I was very young. Maybe 6 or 7. My mom was a collector. We had a little shelf on our wall as well as a glass case with some of her favorite pieces on display. During my childhood in Maryland, my parents used to take my brother and me to miniature train shows. The tiny scenery surrounding the model trains always intrigued me. These shows also had dollhouse displays and, each time we went, I was allowed to pick out something for myself. Little cakes and pies were my favorite. I was an artistic child by this point already, but these train show visits really inspired me. I soon after asked for some fimo clay and got started crafting. Most of all I enjoyed making miniature animals and Barbie shoes. I had a huge doll collection at the time. I was more interested in studying my dolls’ accessories and how they were made, than actually playing with the toys. All of the plastic Barbie accessories had a noticeable seam and I asked my mom about it. She explained to me that these pieces were each made from a mold. From that point on, I started to make negative and positive molds.
Do you create and sell miniatures full-time?
I am a makeup artist, jewelry maker, and cake decorator as well as a miniature sculptor.
What types of miniatures do you make these days? How has your work evolved?
I started sculpting again when I was 20 years old, and wasn’t so good at it at first. I diligently made the same pieces over and over again until I was happy with them. I’m amazed at how pieces I made only 3-4 years ago are subpar to what I’m creating now. Every project I learn something new and apply it to my next piece.
These days, I like making realistic miniatures. Especially food, such as beautifully stacked cakes. I’ve been gluing cakes onto rings and earring posts as of late. It’s very satisfying.
What materials do you use to make miniatures?
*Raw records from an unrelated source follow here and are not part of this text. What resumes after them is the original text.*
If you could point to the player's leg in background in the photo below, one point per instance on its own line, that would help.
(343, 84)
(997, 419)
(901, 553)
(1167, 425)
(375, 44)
Polymer clay is my most used material. I also use a lot of items from the hardware store and craft stores, as well. Metalware like screws, nuts, bolts, balsa wood. It’s good to look there for nice sturdy bases. I just made a multi tired tiny cake using the tiniest screws available at True Value. Then I painted them white and it turned out just wonderful. I’m mostly happy with the strength and longevity the piece will have. I also, hair acrylic paint, glass beads, metallic powder, chain, gold leaf, etc… whatever I need to complete the piece.
Advice for new miniaturists?
Craft every single day. Even if only for a little bit. Fully immerse yourself and pour your heart into it. Don’t craft with half of your heart. Learn to evaluate your work. Remember to ask yourself, “is this the best I can do?” with every piece you make. Make your work amazing and take your time.
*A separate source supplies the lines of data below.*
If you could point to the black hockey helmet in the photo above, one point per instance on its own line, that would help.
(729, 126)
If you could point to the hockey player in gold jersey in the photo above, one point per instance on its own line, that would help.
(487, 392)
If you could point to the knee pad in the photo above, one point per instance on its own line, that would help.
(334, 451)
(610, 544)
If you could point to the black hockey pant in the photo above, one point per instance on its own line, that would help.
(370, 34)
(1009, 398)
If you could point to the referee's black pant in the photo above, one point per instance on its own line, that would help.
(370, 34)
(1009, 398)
Tool or equipment you can’t live without?
I absolutely love my pasta machine. It’s best for rolling out perfectly flat pieces of clay in uniform shapes. It’s completely necessary for making the tiers of my cakes look so perfect and cleanly executed. I previously used to mash a single piece of clay for a cake tier and then would attempt to shape it. The clay was always too puffy, round or uneven. Once I started using the pasta machine layers and wrapping the edges, it was a complete game changer.
What’s proved to be the most rewarding miniature you’ve ever made?
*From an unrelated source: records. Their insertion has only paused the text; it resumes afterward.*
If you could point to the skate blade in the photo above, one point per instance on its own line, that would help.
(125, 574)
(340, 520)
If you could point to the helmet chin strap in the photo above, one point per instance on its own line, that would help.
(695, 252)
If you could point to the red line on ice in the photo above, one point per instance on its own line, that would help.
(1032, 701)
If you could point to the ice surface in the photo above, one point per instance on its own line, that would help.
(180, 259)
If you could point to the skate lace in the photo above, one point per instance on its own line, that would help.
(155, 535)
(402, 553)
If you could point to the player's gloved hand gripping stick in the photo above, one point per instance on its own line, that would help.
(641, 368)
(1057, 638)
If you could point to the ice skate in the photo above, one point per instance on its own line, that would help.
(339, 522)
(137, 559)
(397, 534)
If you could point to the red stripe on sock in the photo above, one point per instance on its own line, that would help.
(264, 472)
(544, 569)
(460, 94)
My favorite and most rewarding miniature I have created is the Royal Wedding Cake. It was a rather large miniature piece, and I created it out of two parts, first baking them, then gluing them together. Once I placed the top piece onto the bottom base, I started to tear up. I worked for more than 40 hours on this cake, and seeing it come together so beautifully was emotional. I look at it still and can’t believe I made it. I hope Kate Middleton sees it!
What artist inspires you?
Tarina Tarantino is hands down my biggest inspiration. I’ve followed her career since I was a kid. I once read an interview with her when I was 20 and that’s what inspired me to start crafting again. I wasn’t happy working retail at the time, and I went out and purchased about $100 worth of materials (clay, tools, paint, and brushes), and just started going for it.
Could you describe your background in the arts?
I am formally trained in Special Effects Makeup. I was trained at Make-up Designory in Los Angeles. I’ve worked on countless photoshoots, music videos, national commercials, and indie films. I’ve also done a great deal of wedding makeup on brides. Earning my own IMDb page was another really great moment for me.
What is the most memorable miniature you’ve seen by another artist?
I think it would have to be this little Gentleman’s Club I saw at the Philadelphia Miniaturia in New Jersey. It had a stripper pole and everything!
Why miniatures? What appeals to you most about what you do?
I like working tiny. I do makeup and the human face is about the largest scale in which I enjoy working. Eye makeup is particularly fun for me. It’s so intricate—just like painting a miniature.
What other activities do you enjoy?
I’m a curious wanderer. I walk around my neighborhood in Silver Lake almost daily. There are so many encouraging, inspiring, and artistic people out here. There’s so much to do and see. It’s truly a paradise.
Words of wisdom to share?
Be smart, be happy, be kind, and be mindful.